O dado é de uma pesquisa feita pela consultoria OMDIA e a Nokia sobre o potencial do 5G para diferentes setores empresariais e para a economia brasileira, apresentada em julho em uma palestra online do evento Futurecom Digital Summit. O encontro antecipou as discussões da 22ª edição do Futurecom, evento de tecnologia, telecomunicações e transformação digital que ocorrerá em outubro, em São Paulo (SP).

No Brasil, o mercado aguarda o leilão de espectro da Agência Nacional de Telecomunicações (Anatel) para adoção desta nova tecnologia, que trará transformações em todas as funções e níveis de negócios, impulsionando as inovações e impactando a sociedade como um todo.

O estudo da OMDIA indica seis verticais que serão as mais beneficiadas com a implementação do 5G no Brasil no período de 15 anos: tecnologia da informação e comunicações (US$ 241 bilhões); governo (US$ 189 bilhões); manufatura (US$ 181 bilhões); serviços (US$ 152 bilhões); varejo (US$ 88 bilhões); e agricultura (US$ 76 bilhões).

A avaliação leva em conta que 240 milhões de latino-americanos vivem em regiões sem oferta de banda larga e que 100 milhões estão em área de cobertura, mas não contratam o serviço por falta de recursos financeiros.

“São 60% dos domicílios sem banda larga fixa nessa região. E no Brasil, há 39% dos lares sem banda larga acima de 30 Mbits. Neste universo, há um grande potencial para as operadoras poderem incrementar a base de serviços com o 5G, com a oferta de banda larga fixa”, destacou o manager sênior da Americas OMDIA, Ari Lopes.

Segundo o chief solutions officer Latin America da Nokia, Wilson Cardoso, o 5G é um elemento-chave para o aumento da produtividade. “Com esse estudo, queremos abrir a porta da América Latina, começando pelo Brasil, para apresentar o real potencial desta tecnologia”.
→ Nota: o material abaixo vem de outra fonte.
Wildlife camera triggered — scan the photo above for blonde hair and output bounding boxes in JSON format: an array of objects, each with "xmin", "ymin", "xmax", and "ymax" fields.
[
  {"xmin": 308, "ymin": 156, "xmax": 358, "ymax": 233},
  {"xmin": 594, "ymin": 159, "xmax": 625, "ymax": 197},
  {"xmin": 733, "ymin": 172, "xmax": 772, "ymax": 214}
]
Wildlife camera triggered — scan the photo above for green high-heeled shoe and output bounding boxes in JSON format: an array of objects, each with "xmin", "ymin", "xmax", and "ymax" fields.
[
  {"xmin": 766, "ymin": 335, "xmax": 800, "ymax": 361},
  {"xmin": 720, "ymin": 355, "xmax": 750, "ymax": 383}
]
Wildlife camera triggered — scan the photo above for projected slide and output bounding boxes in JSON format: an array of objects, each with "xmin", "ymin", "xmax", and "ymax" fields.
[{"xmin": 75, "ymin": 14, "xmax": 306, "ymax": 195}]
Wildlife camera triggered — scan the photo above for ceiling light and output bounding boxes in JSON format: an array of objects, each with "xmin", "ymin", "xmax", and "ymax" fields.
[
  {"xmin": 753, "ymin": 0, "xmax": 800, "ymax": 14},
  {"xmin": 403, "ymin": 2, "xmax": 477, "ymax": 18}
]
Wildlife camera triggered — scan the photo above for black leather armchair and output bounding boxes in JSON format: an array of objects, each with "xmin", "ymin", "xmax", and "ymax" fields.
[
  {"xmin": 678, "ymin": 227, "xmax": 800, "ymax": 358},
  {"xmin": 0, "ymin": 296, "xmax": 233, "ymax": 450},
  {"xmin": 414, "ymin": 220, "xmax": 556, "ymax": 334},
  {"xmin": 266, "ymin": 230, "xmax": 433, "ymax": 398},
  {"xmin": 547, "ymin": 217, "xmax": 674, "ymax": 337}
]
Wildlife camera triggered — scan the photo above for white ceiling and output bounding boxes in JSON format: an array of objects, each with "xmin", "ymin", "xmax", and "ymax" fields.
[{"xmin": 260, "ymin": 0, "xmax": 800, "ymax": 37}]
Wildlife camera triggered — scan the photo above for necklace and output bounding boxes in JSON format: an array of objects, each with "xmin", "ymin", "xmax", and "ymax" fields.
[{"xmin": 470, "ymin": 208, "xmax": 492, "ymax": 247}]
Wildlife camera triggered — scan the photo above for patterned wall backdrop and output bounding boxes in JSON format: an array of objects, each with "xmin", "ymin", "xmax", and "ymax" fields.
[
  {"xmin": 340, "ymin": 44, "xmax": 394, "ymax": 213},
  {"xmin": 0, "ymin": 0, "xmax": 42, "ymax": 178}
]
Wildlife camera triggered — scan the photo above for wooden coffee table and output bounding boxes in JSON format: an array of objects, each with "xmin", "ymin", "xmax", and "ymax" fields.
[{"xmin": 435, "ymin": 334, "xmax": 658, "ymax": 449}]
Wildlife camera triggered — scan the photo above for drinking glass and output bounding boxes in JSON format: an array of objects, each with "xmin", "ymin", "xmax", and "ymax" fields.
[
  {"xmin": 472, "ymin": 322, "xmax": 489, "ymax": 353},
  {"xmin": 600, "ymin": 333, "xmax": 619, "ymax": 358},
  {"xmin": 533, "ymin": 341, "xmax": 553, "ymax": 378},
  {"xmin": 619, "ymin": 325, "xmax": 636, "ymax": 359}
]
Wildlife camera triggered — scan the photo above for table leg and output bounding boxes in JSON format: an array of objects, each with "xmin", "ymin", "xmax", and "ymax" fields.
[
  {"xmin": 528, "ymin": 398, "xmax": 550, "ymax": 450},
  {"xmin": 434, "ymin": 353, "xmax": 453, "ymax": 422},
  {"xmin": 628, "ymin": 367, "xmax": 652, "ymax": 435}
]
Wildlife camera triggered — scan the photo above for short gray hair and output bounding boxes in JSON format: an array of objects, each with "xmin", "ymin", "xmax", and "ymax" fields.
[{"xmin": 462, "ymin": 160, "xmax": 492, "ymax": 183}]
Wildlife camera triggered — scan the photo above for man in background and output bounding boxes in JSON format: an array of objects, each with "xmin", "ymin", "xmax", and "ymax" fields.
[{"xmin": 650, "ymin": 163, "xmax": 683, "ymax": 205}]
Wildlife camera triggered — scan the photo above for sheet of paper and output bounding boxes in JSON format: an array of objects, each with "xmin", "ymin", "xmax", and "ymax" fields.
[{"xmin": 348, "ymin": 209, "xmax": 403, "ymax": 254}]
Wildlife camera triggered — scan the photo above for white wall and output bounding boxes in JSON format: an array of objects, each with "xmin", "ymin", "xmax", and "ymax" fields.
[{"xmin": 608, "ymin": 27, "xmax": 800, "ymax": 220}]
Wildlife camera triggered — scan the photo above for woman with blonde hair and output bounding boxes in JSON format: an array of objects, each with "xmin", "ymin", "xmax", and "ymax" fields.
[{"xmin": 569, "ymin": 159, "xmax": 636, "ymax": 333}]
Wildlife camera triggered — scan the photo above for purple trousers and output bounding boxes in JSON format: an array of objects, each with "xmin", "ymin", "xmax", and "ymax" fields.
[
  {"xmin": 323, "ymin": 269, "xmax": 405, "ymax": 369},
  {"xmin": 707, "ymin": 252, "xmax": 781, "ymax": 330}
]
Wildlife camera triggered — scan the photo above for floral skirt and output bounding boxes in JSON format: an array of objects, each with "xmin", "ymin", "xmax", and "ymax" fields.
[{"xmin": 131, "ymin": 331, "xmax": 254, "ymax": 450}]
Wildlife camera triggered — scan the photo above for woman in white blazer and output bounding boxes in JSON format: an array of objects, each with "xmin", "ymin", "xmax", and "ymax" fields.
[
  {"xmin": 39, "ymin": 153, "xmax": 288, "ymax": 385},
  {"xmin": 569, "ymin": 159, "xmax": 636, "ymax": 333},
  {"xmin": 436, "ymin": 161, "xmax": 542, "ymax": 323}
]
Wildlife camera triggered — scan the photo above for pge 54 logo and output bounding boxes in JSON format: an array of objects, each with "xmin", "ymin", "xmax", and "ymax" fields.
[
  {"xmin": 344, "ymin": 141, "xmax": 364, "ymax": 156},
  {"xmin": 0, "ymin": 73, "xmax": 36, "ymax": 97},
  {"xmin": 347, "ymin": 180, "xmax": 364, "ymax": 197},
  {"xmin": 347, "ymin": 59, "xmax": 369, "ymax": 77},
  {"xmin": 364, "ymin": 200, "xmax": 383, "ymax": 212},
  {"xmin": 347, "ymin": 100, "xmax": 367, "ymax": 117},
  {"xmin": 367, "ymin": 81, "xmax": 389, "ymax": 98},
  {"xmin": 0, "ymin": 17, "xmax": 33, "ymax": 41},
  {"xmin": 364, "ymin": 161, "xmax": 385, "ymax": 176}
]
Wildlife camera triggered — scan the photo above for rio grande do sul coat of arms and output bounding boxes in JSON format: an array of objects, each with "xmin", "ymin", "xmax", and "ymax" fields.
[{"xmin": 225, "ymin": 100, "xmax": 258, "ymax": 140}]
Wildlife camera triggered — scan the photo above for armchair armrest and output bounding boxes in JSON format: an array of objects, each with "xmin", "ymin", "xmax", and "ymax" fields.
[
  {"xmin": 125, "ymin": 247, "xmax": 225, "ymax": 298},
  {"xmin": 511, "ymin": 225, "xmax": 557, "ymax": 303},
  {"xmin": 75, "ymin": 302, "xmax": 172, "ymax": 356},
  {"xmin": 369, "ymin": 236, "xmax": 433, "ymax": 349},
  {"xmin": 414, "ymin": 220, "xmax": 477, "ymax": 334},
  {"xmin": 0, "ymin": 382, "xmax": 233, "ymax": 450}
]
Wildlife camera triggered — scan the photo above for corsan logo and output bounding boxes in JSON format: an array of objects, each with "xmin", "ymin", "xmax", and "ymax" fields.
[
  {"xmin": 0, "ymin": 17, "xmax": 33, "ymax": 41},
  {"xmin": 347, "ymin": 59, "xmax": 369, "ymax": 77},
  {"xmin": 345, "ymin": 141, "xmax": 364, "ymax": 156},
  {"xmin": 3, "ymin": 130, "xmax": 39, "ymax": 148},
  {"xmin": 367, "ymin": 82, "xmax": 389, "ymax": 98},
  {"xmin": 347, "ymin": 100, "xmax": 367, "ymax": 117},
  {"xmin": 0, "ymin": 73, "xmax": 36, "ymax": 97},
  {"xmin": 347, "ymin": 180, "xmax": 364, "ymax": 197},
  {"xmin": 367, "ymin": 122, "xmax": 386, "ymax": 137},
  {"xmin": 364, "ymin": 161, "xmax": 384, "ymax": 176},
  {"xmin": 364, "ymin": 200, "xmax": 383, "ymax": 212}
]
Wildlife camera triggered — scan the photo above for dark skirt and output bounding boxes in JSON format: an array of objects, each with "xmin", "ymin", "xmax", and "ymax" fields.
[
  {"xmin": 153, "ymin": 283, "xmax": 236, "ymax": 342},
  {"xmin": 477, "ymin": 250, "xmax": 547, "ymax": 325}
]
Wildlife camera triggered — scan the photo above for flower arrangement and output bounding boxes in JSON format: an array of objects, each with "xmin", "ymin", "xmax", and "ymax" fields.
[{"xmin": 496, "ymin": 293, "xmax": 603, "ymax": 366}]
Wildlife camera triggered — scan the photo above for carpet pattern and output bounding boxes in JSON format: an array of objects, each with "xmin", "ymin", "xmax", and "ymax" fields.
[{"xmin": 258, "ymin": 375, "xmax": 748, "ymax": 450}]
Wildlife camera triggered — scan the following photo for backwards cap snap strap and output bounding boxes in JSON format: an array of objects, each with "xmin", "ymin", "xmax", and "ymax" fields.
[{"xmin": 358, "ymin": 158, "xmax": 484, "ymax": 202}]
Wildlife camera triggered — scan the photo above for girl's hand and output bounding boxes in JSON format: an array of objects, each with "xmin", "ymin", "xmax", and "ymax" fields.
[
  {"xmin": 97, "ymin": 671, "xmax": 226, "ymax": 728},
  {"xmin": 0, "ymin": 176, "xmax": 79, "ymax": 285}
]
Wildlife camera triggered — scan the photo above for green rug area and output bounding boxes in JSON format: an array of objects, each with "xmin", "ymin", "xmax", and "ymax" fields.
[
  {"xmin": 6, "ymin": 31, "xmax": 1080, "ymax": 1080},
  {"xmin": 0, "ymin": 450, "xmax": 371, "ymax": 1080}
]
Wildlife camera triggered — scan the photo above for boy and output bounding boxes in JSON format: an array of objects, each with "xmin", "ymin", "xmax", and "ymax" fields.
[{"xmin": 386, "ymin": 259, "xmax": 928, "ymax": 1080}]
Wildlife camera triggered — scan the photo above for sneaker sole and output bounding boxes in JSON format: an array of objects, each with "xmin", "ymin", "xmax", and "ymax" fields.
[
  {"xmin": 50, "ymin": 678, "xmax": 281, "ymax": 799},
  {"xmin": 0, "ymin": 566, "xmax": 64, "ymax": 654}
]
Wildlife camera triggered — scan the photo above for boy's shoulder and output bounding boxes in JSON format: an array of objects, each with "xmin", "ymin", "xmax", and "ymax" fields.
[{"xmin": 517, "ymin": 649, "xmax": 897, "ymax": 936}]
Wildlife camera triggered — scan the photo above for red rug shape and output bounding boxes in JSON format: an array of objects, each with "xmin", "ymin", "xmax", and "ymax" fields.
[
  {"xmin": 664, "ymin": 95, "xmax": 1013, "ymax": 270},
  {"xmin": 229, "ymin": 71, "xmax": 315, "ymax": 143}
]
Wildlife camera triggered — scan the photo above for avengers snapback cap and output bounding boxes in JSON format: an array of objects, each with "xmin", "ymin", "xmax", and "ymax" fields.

Para o executivo da Nokia, a segurança é um ponto crucial. “Com o 5G tudo estará conectado, estaremos mais vulneráveis e suscetíveis a ataques que, certamente, não vão começar nos ambientes centrais das redes, mas podem iniciar por dispositivos de Internet das Coisas instalados nas casas, o que pode se propagar para dentro da rede. Temos que buscar um ecossistema que garanta que desde os dispositivos, passando pelos elementos de redes que concentra as informações dos sensores sejam seguros, combinem com câmeras de segurança ou logística e, assim, garantimos que esses dados sejam federalizados”, ressaltou Wilson, lembrando que a segurança de dados é dinâmica e baseada em Inteligência Artificial e Machine Learning.